Director’s Letter February 2020

Gothic is for Families

Having met my wife and raised two boys in Gothic, the subject of families at RMBL is dear to my heart.   Jennie and I had a typical RMBL romance (and you can read another story of family and science in the adjoining article), wandering across years, states and universities, as we narrowed in on how we might create one life involving two scientific careers.

RMBL has always been central to us.  I started coming to Gothic in 1988 and Jennie started in 1993, but we didn’t really notice each other until 1995.  That summer we both arrived early and discovered a shared interest in literature when swapping physical books was still a thing.

We spent a winter in Gothic in 1996/97.  I was writing up my PhD thesis and she did most of the skiing of supplies in from Crested Butte.  The relationship stuck, despite how many books she carried in for me, including a rather thick history of Europe.

I moved to Crested Butte in 2001 to start working for RMBL and Jennie followed in 2002.  In May of that year we ran down to the CB Town Hall and signed marriage papers, grabbing lunch afterwards in a new restaurant called the Secret Stash.  In typical introverted scientist fashion we didn’t tell anybody about the marriage until the fall after most people had left.  We figured by the following summer it would be old news and we wouldn’t have to talk about it as much.
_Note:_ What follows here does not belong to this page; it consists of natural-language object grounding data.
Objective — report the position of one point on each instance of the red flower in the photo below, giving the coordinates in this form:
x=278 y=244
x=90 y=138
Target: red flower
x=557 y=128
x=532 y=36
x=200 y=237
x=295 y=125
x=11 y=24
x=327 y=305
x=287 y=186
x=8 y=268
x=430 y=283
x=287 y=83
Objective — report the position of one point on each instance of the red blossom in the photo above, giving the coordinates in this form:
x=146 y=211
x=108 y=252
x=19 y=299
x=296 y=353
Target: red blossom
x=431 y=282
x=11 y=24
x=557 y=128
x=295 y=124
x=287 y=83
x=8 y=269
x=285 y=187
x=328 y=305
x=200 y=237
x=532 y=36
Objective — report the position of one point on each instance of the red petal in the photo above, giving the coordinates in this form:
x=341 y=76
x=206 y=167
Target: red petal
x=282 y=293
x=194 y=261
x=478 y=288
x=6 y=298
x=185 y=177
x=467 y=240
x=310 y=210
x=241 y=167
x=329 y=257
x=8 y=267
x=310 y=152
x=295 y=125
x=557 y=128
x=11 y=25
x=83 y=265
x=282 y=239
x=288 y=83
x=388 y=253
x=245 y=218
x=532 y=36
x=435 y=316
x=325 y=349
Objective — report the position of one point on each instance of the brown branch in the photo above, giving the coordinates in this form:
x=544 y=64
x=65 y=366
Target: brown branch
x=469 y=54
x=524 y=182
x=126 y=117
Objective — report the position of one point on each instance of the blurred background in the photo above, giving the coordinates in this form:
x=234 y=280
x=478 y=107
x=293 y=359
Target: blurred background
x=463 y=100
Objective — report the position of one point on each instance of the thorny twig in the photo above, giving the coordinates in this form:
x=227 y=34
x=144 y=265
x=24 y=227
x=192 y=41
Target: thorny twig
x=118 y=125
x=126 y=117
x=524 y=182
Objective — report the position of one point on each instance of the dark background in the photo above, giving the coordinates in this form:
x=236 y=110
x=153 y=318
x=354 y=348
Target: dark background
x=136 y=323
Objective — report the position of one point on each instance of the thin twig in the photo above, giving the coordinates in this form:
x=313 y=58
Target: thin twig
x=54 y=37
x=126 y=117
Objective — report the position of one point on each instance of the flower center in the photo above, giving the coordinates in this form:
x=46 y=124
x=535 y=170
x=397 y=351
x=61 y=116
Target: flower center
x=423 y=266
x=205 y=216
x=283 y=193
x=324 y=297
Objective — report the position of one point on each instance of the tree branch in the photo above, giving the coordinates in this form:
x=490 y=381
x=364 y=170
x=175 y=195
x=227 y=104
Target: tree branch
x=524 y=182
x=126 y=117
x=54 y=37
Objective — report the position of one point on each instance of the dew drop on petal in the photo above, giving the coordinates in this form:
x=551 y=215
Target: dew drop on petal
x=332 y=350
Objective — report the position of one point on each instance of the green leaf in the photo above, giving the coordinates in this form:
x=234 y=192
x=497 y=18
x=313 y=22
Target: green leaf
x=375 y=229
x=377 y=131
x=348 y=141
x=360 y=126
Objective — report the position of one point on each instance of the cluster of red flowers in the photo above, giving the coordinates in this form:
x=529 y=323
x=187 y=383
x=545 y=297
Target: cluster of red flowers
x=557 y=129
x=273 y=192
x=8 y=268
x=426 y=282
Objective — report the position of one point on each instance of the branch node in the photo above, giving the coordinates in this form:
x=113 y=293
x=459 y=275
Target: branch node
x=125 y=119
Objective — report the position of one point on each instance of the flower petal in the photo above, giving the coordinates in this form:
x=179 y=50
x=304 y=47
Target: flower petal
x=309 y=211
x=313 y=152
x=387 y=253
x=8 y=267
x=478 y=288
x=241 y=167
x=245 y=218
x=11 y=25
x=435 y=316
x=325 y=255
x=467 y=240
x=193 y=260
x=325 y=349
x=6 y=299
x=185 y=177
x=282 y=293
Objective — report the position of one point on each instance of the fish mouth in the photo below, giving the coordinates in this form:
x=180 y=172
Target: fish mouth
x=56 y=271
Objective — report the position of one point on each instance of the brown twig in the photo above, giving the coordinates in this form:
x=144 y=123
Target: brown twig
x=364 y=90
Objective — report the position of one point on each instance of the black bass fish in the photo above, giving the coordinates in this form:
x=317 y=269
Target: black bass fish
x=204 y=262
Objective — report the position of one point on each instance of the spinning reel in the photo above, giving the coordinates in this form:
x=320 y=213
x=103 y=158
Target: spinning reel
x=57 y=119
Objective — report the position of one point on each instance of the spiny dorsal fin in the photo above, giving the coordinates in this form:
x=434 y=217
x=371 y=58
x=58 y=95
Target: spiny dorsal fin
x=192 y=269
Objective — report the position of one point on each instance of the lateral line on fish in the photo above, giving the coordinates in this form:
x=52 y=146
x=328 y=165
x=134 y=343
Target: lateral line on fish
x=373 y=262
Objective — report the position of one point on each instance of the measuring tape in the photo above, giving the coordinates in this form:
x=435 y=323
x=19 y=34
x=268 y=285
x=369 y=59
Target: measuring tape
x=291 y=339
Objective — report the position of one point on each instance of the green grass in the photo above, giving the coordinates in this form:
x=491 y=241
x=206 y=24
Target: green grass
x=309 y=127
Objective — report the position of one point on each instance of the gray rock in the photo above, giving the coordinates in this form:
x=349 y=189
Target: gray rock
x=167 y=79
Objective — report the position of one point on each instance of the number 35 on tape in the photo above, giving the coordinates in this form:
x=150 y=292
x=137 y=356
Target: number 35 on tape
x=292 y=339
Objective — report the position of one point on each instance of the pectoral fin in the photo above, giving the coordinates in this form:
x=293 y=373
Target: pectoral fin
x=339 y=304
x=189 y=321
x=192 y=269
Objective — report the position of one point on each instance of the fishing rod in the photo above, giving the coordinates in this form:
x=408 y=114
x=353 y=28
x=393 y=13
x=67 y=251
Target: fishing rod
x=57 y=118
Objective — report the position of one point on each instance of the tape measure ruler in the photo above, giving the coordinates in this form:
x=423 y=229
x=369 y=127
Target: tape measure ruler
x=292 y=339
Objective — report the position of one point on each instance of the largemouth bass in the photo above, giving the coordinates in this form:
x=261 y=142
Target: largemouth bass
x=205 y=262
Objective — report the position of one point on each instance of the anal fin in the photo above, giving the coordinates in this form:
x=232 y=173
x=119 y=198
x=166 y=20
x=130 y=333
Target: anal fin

Our family is just one of hundreds for whom Gothic has been important, including couples that met on local peaks, hiking, or at dance parties.  Children have dodged porcupines in the willows, made money stocking toilet paper in outhouses, rode horses through the local valleys, and more recently learned to be comfortable without cell phone coverage.  Now a smoke free campus, one old-timer confessed that as a teen-ager she accidentally burned down one of the old mining buildings smoking cigarettes.

Dr. John C. Johnson, who founded RMBL in 1928, set the tone for the importance of families, raising four kids in Gothic.  His son Chris served as Director for 10 years and his granddaughter, Carol Johnson, served as a leader on RMBL’s Board.  Many Johnsons continue to return, including Carol’s daughters Vera and Avery and Carol’s brother Doug.  The Johnson family has established not only that families are welcome, but that they define our community; kids, partners, and parents are all part of the magical mix.

Being family friendly is a central part of what makes RMBL special scientifically.   We are known for our collection of long-term field studies, with projects extending decades and crossing generations.  Scientists can invest lifetimes in RMBL because they and their families are welcome in Gothic.

The Inouye family captures the importance of families to science.  Following his father, who visited Gothic as a student, David and Bonnie Inouye were Swarthmore students who found their way to Gothic, eventually marrying.  David started the phenology project, which has become world-renowned for tracking changes in plant flowering times.  His son, Dr. Brian Inouye, and his daughter-in-law, Dr. Nora Underwood, met in Gothic, and as prominent field scientists, have become actively involved in the phenology project as well as introducing the 4th generation of Inouyes to Gothic.  The history of the Inouye family is inextricably tied to fundamental insights into how the world is changing.

Without RMBL families, it is fair to say that ecologists around the world would know a great deal less!  In offering memories, friendships, and adventures to families, we have deepened our understanding of the world!